Peu de campagnes publicitaires réussissent à véritablement décrire avec (im)pertinence le monde urbain qui les entoure, dans ses infimes complexités, de manière consciente ou non. En termes de marketing automobile, j’avais déjà souligné les qualités des spots Nissan Qashqai, malgré leur discours vicieusement subversif. Hors du secteur auto, de telles campagnes sont malheureusement plus difficiles à trouver. Nombreux sont les spots qui mettent la ville en scène (exemples ici ou ), mais peu dépassent le « one-shot », ne permettant donc pas d’illustrer de manière globale les dernières tendances urbaines.

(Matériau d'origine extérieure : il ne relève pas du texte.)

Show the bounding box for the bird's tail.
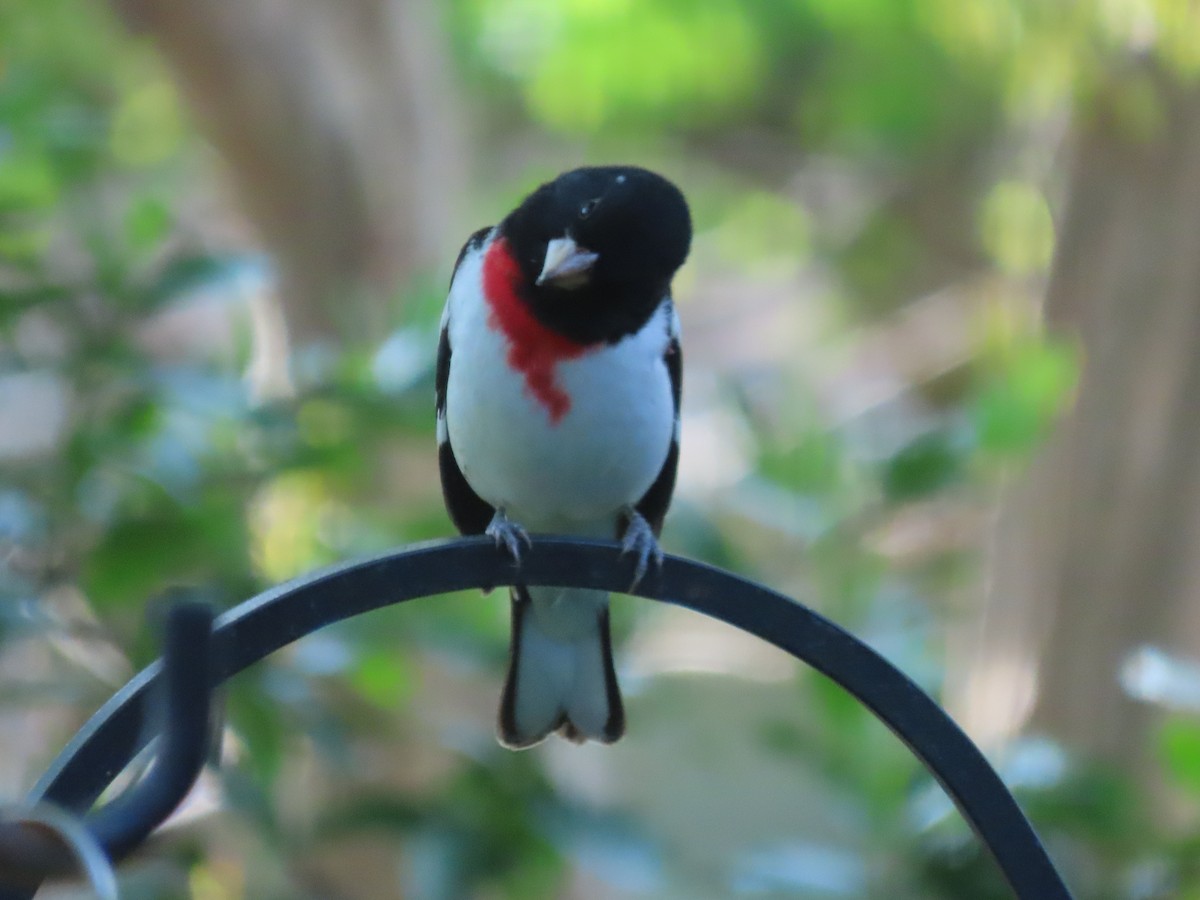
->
[499,587,625,749]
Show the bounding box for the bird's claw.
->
[484,509,533,563]
[620,509,662,590]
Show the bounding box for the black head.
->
[500,166,691,343]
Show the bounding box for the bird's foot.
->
[620,506,662,590]
[484,508,533,563]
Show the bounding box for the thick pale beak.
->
[534,238,600,288]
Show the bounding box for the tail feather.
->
[499,587,625,748]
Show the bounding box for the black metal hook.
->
[0,601,214,900]
[0,538,1070,900]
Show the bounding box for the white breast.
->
[446,247,674,536]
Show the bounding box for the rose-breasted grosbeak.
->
[437,167,691,748]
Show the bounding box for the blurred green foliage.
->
[7,0,1200,898]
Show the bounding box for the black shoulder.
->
[637,307,683,534]
[450,226,493,284]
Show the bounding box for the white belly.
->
[446,303,674,536]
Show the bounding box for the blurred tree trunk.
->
[112,0,466,344]
[952,72,1200,773]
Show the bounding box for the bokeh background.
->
[0,0,1200,900]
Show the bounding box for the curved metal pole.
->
[21,538,1070,900]
[0,601,214,900]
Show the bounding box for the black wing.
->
[433,227,496,534]
[636,316,683,534]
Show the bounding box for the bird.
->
[436,166,692,749]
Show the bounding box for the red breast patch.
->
[484,238,592,425]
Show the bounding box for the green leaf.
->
[0,154,59,211]
[883,432,965,503]
[350,648,414,709]
[972,340,1080,456]
[1158,716,1200,797]
[125,196,172,250]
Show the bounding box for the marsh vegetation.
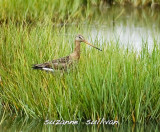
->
[0,0,160,130]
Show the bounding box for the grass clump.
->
[0,24,160,123]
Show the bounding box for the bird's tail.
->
[32,64,54,72]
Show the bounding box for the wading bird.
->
[32,35,102,72]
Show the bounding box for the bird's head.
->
[75,34,102,51]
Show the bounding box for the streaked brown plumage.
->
[32,35,100,71]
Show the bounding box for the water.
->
[58,7,160,51]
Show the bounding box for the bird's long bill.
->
[84,40,102,51]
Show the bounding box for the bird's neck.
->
[74,41,80,53]
[70,41,80,60]
[74,41,80,57]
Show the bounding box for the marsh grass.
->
[0,22,160,123]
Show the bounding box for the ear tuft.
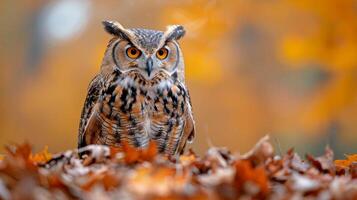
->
[102,20,129,39]
[165,25,186,41]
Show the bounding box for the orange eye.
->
[126,47,141,59]
[156,48,169,60]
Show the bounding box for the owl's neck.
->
[106,68,177,91]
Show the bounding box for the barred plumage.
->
[78,21,195,155]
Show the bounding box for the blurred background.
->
[0,0,357,157]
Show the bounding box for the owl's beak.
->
[145,58,154,77]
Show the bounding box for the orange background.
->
[0,0,357,157]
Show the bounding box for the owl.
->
[78,21,195,156]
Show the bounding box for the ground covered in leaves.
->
[0,137,357,199]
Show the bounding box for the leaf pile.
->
[0,137,357,199]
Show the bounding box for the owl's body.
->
[78,22,194,155]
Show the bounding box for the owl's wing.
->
[177,91,196,154]
[78,75,103,148]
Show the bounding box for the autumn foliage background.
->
[0,0,357,158]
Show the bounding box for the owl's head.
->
[99,21,185,80]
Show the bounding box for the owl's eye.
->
[126,47,141,59]
[156,47,169,60]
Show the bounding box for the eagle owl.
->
[78,21,195,155]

Les récents spots Samsung (notamment pour la tablette Galaxy Note, mais aussi pour le smartphone Galaxy), font partie de ces raretés qu’il convient de décortiquer. Non pas pour leurs qualités intrinsèques, mais pour la foule de détails qui contribuent à raconter une certaine réalité du paysage urbain contemporain… mais aussi à la légitimer, pour le meilleur et pour le pire. Ce ne sera pas exactement l’objet de ce billet, mais il convient de discuter cet effet performatif de la publicité, qui témoigne d’un côté d’une tendance émergente, et dans le même temps l’impose dans l’imaginaire collectif. Ou, comme l’écrivait Greimas : « La figurativité n’est jamais innocente« …1 Il ne s’agira pas non plus de critiquer les publicités ou leurs publicitaires, mais d’analyser ce qu’elles racontent de la ville, et c’est cela qui pourra être critiqué. Décryptages en quatre spots commentés (une seconde partie suivra, consacrée à d’autres spots récents de la même marque, proposant une vision parallèle).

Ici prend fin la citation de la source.